中東情勢の影響を受けている離島航路の存続に向けて香川県の池田知事が国に緊急要望を行いました。
池田知事は14日午後、国土交通省を訪れ、新垣慶太海事局長に要望書を手渡しました。
中東情勢で軽油や重油などの価格が急激に高騰しています。要望書では航路の維持に必要な燃料を適切な価格で安定的に供給できる措置を取ることや、燃料の高騰を補填するための公的支援を求めています。
(香川県/池田豊人 知事)
「これ以上のことが起きないように、早め早めに船会社と情報を共有して、政府への直接の伝達、必要な対策の実施を継続して行いたい」
香川県旅客船協会によりますと、中東情勢の悪化で軽油や重油などの価格が平常時の1.5倍ほどに急騰しているということです。経費を削減するため、高松と小豆島を結ぶ高速艇は16日から、これまでの1日15便から8便に減便します。

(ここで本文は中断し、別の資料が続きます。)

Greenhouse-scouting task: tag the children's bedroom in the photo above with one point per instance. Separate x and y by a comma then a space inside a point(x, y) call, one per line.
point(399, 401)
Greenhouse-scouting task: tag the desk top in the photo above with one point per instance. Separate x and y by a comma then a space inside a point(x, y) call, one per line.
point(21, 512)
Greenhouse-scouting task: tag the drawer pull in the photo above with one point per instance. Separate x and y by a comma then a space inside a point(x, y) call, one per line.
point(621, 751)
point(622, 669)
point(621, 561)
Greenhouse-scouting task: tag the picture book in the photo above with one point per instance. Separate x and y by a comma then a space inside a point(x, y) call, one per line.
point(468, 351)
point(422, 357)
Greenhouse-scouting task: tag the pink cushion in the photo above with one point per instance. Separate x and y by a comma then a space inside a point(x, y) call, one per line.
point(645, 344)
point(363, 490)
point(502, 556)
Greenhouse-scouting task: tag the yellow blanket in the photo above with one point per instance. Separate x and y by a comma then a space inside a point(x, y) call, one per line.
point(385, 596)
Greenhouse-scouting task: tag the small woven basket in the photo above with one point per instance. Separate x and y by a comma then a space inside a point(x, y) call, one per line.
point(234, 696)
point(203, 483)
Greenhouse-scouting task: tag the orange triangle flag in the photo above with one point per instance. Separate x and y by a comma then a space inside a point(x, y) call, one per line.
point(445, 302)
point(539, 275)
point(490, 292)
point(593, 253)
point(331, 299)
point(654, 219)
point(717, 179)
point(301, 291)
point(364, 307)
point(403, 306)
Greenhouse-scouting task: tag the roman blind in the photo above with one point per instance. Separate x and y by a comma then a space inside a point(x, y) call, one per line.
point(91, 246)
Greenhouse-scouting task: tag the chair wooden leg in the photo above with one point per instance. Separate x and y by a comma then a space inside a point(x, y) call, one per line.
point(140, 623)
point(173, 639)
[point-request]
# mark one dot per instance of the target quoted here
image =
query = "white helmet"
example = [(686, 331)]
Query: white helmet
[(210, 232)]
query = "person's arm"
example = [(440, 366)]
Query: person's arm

中東情勢に伴う燃料費の高騰を受けて全国の他の航路でも減便の動きが出ています。長崎県の多比良港と熊本県の長洲港を結ぶ有明フェリーは5月1日から31日まで往復19便を15便に減便しました。
フェリーを運航する組合によると、5月分の燃料費は2026年3月分と比べて約1.6倍に上がっているということです。今回の減便で約500万円の燃料費を抑えることができるそうです。燃料の調達も先行きが不透明なため、今後減便する船会社が増えるのではと話していました。
航路の存続には国による何らかの支援策が必要になりそうです。